Он приодернулся, выпрямился.
— Вот вы, например, товарищ полковник…
— Ну ладно, ты демагогию не разводи, — не дает он, на всякий случай, мне продолжить. — Что вас там на филфаке язык чесать научили, я знаю. Вас там больше ничему не учат. В институтах они сидят! В армию вас гнать надо. И нам еще не дают вам показать жестко, что такое армия.
— Я понимаю, но мы ведь в институт пришли не для того, чтобы служить в армии, а чтобы учиться.
— Не рассуждать! Ты мне лучше скажи, куда ты старшего офицера на плацу послал?
— Никуда.
— Как это никуда?! Ты его на ху… — он успевает и обрывается, — ты туда послал. А? Да, тебя бы в армии за такие штуки под трибунал отдали. А ты тут…
— Но я никого никуда не посылал, честно. И что это такое «ху»… — я даже не знаю, — добавляю я.

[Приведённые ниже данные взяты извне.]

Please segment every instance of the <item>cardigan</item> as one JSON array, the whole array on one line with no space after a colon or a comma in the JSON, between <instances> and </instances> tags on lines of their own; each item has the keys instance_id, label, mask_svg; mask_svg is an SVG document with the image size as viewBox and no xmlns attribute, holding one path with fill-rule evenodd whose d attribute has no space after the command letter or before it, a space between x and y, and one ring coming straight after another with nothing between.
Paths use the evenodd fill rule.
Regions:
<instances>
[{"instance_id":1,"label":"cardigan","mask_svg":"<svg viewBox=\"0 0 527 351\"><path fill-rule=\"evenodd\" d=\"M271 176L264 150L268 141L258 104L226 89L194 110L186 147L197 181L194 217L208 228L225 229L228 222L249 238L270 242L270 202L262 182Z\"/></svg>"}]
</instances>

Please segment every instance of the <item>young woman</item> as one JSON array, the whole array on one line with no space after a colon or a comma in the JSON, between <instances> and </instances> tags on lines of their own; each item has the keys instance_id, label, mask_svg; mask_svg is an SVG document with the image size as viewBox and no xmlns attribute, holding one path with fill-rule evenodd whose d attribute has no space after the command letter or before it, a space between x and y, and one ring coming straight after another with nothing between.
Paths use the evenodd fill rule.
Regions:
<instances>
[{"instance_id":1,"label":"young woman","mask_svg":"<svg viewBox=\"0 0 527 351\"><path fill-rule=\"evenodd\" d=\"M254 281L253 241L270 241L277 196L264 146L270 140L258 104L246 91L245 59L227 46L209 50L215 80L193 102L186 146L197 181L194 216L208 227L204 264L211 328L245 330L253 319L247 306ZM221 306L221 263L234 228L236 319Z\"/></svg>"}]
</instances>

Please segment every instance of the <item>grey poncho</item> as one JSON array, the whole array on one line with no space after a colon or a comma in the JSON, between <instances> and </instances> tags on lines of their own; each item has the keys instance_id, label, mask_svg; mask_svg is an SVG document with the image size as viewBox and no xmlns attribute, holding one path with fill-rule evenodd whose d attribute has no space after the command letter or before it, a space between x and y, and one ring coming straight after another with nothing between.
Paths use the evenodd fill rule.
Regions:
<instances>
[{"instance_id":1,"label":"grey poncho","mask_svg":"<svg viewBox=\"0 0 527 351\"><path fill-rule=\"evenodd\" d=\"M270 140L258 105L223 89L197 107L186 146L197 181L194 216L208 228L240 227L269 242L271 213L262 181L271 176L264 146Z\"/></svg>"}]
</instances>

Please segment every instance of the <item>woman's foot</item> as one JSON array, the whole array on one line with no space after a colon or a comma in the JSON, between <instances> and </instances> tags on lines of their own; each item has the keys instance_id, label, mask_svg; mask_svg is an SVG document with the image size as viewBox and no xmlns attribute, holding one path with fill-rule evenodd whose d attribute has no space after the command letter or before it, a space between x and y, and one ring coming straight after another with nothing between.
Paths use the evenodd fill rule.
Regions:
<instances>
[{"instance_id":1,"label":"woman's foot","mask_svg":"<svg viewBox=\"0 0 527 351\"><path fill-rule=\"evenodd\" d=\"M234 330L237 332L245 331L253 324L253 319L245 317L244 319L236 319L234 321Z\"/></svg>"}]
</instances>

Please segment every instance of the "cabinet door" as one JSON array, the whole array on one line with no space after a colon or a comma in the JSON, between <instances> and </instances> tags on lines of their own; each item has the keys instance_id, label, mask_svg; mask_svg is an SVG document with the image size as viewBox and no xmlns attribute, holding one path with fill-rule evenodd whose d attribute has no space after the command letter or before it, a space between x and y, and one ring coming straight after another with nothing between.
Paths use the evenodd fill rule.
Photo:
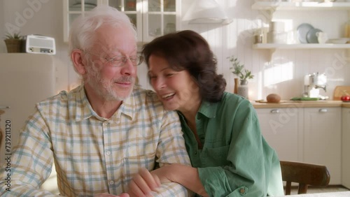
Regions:
<instances>
[{"instance_id":1,"label":"cabinet door","mask_svg":"<svg viewBox=\"0 0 350 197\"><path fill-rule=\"evenodd\" d=\"M304 108L304 161L325 165L331 184L340 184L341 108Z\"/></svg>"},{"instance_id":2,"label":"cabinet door","mask_svg":"<svg viewBox=\"0 0 350 197\"><path fill-rule=\"evenodd\" d=\"M342 184L350 188L350 108L342 109Z\"/></svg>"},{"instance_id":3,"label":"cabinet door","mask_svg":"<svg viewBox=\"0 0 350 197\"><path fill-rule=\"evenodd\" d=\"M144 0L143 2L144 42L181 29L179 0Z\"/></svg>"},{"instance_id":4,"label":"cabinet door","mask_svg":"<svg viewBox=\"0 0 350 197\"><path fill-rule=\"evenodd\" d=\"M301 161L302 112L297 108L256 109L261 132L280 160Z\"/></svg>"}]
</instances>

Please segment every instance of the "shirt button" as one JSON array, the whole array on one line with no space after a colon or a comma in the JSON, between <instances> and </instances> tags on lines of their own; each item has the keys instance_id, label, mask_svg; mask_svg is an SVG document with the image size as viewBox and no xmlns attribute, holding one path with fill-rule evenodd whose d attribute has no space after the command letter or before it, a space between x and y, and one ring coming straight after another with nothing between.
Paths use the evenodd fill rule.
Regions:
<instances>
[{"instance_id":1,"label":"shirt button","mask_svg":"<svg viewBox=\"0 0 350 197\"><path fill-rule=\"evenodd\" d=\"M246 192L246 190L242 188L242 189L239 189L239 193L244 194L244 192Z\"/></svg>"}]
</instances>

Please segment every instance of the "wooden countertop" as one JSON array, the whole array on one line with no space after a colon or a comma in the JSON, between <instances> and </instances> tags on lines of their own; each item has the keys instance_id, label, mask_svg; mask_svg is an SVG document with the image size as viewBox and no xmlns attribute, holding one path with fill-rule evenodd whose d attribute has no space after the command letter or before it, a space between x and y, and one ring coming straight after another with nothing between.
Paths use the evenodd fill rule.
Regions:
<instances>
[{"instance_id":1,"label":"wooden countertop","mask_svg":"<svg viewBox=\"0 0 350 197\"><path fill-rule=\"evenodd\" d=\"M258 103L251 101L253 106L258 108L350 108L349 102L342 101L281 101L279 103Z\"/></svg>"}]
</instances>

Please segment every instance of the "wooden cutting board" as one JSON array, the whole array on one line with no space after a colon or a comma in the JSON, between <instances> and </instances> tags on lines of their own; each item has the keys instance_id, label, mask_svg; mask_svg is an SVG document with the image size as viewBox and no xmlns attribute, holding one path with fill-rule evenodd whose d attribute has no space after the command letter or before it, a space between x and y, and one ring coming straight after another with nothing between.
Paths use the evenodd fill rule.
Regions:
<instances>
[{"instance_id":1,"label":"wooden cutting board","mask_svg":"<svg viewBox=\"0 0 350 197\"><path fill-rule=\"evenodd\" d=\"M333 100L340 101L340 97L344 95L346 91L350 95L350 86L337 86L333 92Z\"/></svg>"}]
</instances>

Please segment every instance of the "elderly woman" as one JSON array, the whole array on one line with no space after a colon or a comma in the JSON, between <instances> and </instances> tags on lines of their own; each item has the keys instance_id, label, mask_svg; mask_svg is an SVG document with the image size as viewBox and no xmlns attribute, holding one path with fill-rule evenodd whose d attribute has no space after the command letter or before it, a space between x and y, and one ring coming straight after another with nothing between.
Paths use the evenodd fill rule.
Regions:
<instances>
[{"instance_id":1,"label":"elderly woman","mask_svg":"<svg viewBox=\"0 0 350 197\"><path fill-rule=\"evenodd\" d=\"M180 117L192 167L144 170L131 189L146 195L159 177L204 196L284 195L279 160L261 135L255 110L248 100L225 92L205 39L178 31L146 44L143 53L152 87L164 108Z\"/></svg>"}]
</instances>

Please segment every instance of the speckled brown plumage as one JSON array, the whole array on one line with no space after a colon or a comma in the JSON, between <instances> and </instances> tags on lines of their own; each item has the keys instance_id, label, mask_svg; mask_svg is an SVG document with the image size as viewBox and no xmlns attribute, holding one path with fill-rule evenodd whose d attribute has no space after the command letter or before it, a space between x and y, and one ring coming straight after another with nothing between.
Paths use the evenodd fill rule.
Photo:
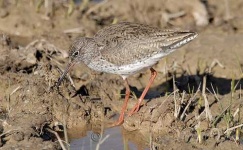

— Как не знаешь? — он смотрит обалдело на меня.
— Не знаю я. Объясните мне, пожалуйста. Вы, как командир, должны объяснять бойцу все непонятное.
— Ты что, серьезно не знаешь? — он вопросительно смотрит на меня.
Я недоуменно гляжу на него.
— Это, — начинает он, — ну, это как мужской… в общем, ругательство.
И тут я не выдерживаю и улыбаюсь. Но вы бы видели его рожу!
— Строгий выговор, — орет он, — с занесением в личное дело!
— Есть, товарищ полковник, — еще громче ору я. — Разрешите идти?
— Убирайся, — рявкает он.
Я выхожу радостный, хоть отработку после четырех не дал, а то б от него я не отвертелся.
Подходит долгожданный обед. Я вталкиваю в себя горячую пищу в столовой недалеко от военной кафедры и думаю: чего они все от меня хотят, я же никого не трогаю.
В четыре я как угорелый проношусь мимо дежурного капитана с кафедры, он даже не успевает понять, что это я. Ко всем прочим несчастьям — меня подстригли после обеда. Проклятый полковник, начальник огневого цикла, эсэсовец Карайкоза, каждый раз гоняет меня стричься, то ему «баки» у меня кажутся длинными (ниже середины мочки уха), то затылок обросшим. Этот гад дает тридцать минут, и доложить ему потом о выполнении задания, то есть голову показать. А стригут наши цирюльники за сорок копеек и восемь минут, чтоб им руки повыламывало.
Добегаю до общежития, запыхавшийся, времени мало. К зеркалу даже боюсь подойти, взглянуть на себя, обкорнали как недоноска. Сбросив дубленку, сбегаю вниз к автомату и набираю номер.
— Борь, — быстро говорю я, — она дома?
— Кто? — не понимает он.
— Хозяйка. Я переезжаю сейчас.
— Нет, ее нет.
— О, проклятье!
— Но ключ она мне дала…
— Сразу сказать не мог?
— Может, ты поздороваешься для начала, Саша?
— Здравствуй, Боря, — говорю я.
— Здравствуй, Саша.
— Борь, меня подстригли так, что боюсь глядеть на себя.
— Опять на военной кафедре?
— Ага.
— Это ничего, когда я служил после института…
О Господи, и этот служил, еще один Колоебенко.
— Борь, — перебиваю я, — когда ты дома будешь?
— Часов в шесть.
— Постарайся раньше, хотя бы в полшестого.
— Не могу. Мне сорок минут ехать на транспорте.
— Хорошо, возьми такси, я тебе отдам деньги.